However, there are many reasons for online cart abandonment; we will check out some major below:
- There is a sudden rise in overall cost (after adding shipping and other charges).
- Payment security is not trustworthy.
- The buyer caught up with a better price somewhere.
- Cash on delivery (COD) is not available.
- The checkout process is complicated or too long.
- Future purchase experiment.
- Ineffective check-out process.
- An error occurred, or a website crashed.
- A website needs a new account creation.
Let’s elaborate on some significant reasons below:
1. A Poor Checkout Flow Will Spoil The User Experience
Every customer needs to follow a checkout flow to purchase a product. So, if you design a poor checkout, it will annoy them.
2. Checkout Is Relevant To Money; Therefore, Buyers Are Cautious About It.
While making a payment, every buyer is concerned. So, a long and non-impressive checkout will leave them demotivated and won’t complete the purchase. Hence, they will abandon their cart even if they need your product too hard.
3. A Poor eCommerce Flow Will Affect All The Purchases.
The products you sell on your site will demand following a checkout flow to complete the purchase. Therefore, a poor checkout may risk the sale of your products.
4. Checkout Flow Is The Basic Process Of Online Purchases.
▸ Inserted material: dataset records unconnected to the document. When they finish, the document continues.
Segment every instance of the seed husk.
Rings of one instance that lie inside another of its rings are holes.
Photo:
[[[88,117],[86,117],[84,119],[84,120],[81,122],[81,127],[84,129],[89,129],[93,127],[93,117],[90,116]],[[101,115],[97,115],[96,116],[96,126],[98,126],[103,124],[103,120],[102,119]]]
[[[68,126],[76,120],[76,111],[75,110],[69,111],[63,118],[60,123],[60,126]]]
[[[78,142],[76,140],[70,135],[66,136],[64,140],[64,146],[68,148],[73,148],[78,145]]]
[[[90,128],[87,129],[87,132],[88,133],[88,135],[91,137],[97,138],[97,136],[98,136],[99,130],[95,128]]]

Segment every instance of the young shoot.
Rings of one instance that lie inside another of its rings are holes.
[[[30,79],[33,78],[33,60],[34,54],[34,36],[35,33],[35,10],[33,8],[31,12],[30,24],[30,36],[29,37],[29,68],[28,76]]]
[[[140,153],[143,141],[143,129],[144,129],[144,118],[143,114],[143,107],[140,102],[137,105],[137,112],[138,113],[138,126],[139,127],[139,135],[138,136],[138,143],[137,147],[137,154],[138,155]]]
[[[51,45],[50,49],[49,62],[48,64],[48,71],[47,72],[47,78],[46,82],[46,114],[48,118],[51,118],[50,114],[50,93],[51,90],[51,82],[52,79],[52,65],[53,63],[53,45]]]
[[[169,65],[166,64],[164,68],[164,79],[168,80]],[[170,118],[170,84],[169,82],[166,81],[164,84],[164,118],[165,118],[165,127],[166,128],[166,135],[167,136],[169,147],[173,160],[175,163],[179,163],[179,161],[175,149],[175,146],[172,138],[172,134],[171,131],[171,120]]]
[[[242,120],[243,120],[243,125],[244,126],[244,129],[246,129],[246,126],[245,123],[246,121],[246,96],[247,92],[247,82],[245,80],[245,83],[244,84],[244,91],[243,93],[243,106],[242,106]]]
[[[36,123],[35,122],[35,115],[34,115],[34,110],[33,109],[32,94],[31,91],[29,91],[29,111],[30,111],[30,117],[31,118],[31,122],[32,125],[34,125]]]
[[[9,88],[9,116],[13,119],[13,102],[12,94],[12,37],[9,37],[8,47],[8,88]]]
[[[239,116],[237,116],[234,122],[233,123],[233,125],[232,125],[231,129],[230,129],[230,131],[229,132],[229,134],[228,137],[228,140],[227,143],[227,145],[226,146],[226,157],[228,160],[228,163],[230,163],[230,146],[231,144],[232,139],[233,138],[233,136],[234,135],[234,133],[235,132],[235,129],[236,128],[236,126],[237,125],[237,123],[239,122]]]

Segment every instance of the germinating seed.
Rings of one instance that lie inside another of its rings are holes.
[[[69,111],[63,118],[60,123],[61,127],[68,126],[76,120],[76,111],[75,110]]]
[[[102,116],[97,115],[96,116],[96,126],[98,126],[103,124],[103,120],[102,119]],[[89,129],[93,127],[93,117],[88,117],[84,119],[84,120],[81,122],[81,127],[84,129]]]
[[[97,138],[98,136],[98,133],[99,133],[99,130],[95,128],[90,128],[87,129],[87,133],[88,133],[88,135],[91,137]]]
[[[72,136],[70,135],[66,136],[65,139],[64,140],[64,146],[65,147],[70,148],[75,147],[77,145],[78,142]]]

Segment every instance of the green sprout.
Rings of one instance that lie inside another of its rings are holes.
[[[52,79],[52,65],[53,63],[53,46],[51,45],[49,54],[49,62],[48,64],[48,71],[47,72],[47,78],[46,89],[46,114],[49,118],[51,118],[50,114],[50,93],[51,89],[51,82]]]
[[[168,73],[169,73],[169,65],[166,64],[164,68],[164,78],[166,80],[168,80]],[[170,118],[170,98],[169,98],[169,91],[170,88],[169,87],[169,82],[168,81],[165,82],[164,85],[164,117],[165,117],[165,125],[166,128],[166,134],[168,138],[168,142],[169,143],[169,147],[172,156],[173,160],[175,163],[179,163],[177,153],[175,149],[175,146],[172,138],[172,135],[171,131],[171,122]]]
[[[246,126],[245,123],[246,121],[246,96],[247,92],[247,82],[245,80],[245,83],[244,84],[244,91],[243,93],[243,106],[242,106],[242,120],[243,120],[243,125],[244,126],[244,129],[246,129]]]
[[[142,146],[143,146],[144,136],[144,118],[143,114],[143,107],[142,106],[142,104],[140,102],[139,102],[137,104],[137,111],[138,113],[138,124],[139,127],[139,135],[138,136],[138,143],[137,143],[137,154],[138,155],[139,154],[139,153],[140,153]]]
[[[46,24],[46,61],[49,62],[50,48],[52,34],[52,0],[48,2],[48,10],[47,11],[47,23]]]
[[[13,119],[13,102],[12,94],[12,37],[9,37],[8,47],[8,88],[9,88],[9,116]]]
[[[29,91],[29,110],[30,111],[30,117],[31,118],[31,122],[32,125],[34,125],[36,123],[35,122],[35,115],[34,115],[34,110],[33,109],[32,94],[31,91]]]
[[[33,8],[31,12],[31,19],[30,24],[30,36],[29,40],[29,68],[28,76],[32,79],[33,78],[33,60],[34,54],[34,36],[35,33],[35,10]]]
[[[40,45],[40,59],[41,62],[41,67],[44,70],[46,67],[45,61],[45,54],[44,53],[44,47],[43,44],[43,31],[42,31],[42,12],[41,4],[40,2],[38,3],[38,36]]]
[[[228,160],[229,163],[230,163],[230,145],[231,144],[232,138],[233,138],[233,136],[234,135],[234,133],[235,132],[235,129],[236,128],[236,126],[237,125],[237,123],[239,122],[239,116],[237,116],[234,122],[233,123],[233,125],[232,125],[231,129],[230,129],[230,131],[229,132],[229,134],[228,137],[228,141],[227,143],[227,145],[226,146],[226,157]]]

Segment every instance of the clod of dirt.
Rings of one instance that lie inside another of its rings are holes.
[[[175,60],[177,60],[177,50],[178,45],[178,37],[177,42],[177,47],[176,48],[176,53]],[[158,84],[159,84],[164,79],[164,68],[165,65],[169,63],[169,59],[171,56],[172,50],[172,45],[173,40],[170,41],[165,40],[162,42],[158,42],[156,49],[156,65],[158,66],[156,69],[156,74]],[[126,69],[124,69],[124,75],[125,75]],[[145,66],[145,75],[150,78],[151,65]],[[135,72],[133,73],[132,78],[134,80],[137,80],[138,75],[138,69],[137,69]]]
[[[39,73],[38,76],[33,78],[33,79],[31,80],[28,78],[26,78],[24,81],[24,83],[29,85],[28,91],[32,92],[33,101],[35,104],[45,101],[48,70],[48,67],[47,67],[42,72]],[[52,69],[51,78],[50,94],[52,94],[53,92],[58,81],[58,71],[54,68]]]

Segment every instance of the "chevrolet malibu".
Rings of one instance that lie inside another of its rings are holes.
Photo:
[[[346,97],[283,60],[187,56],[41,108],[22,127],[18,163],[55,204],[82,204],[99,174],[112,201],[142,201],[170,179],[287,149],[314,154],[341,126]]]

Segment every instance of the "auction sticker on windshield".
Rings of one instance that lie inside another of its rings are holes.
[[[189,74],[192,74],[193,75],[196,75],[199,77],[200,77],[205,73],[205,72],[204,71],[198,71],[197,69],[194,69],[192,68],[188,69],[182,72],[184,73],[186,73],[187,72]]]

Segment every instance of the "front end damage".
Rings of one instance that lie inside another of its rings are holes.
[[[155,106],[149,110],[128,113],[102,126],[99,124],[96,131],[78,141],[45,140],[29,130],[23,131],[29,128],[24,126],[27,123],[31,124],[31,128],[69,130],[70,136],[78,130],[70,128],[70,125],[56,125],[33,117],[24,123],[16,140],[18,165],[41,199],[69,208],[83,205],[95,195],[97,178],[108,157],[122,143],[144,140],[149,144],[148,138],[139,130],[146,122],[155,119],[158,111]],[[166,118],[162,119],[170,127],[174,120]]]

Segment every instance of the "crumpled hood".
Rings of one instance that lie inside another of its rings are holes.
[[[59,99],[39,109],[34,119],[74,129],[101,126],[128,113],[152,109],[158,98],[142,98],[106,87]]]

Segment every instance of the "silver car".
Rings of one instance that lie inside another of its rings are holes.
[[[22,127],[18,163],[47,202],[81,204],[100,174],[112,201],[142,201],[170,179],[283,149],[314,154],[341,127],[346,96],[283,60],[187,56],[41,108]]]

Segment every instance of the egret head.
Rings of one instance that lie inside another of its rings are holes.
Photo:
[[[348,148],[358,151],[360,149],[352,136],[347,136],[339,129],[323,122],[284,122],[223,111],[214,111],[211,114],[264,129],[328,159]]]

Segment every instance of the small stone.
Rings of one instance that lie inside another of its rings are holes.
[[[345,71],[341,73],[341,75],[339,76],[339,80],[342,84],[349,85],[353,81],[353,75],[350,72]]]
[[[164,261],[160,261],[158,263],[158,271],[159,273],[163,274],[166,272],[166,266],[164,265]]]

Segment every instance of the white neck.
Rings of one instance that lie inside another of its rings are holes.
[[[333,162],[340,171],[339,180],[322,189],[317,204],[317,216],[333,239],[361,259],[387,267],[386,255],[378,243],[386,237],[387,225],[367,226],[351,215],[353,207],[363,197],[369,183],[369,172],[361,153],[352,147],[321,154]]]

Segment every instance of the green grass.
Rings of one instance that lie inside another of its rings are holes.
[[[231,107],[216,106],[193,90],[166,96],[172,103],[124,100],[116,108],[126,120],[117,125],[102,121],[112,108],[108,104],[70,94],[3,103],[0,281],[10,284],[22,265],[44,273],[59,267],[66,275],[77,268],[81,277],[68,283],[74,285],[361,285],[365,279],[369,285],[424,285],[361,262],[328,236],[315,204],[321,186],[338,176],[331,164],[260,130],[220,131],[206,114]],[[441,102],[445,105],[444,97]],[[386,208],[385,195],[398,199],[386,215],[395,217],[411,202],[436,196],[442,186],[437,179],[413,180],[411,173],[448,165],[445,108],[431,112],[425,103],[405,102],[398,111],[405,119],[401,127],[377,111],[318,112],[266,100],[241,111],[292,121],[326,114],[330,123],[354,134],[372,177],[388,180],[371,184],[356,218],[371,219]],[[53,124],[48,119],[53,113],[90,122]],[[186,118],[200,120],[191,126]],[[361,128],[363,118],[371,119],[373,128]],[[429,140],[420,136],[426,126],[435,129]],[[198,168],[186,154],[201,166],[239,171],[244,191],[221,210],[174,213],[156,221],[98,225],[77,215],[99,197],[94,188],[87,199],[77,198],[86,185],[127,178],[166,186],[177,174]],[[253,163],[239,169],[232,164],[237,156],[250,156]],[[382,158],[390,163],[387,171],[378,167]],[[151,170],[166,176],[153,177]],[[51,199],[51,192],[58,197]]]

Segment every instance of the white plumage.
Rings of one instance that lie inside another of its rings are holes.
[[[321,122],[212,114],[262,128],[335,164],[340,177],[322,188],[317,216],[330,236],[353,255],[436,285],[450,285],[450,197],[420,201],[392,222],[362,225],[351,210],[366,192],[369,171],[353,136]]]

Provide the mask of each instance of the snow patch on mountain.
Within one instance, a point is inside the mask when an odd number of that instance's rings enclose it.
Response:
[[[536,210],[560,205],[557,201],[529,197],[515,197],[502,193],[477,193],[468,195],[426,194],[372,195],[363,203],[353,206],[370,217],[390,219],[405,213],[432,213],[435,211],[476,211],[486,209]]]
Any flaw of this process would be an error impacting the entire purchase process and the online selling mechanism.
So, you shouldn’t take any risks, and you should emerge with a simple, impressive, and trustful checkout flow for your eCommerce store.
How Do You Go Through Checkout Flow?
Checkout flow starts with clicking on “Add to cart” and ends post-payment (or Thank You page). We need to follow every step while crafting a smooth journey, motivating buyers to purchase.
A seller needs to target the below two things in his checkout flow process:
- Accumulate customers’ details, like email, name, phone number, shipping address, etc., to run personalized ads, promotional outreach, or ease future orders.
- Allow customers to pay for the products they choose to buy and collect their payment details.
The checkout flow should include the below steps preferably:
1. Pre-Checkout Process
Akin to the checkout process, the pre-checkout one also holds importance. You need to start encouraging decision-making on the product page.
Offering all the essential information a customer would need for a product page plays a significant role in assisting them in making a buying decision.
2. Add To Cart
Only potential buyers add products to their cart, which is the first step of a checkout process.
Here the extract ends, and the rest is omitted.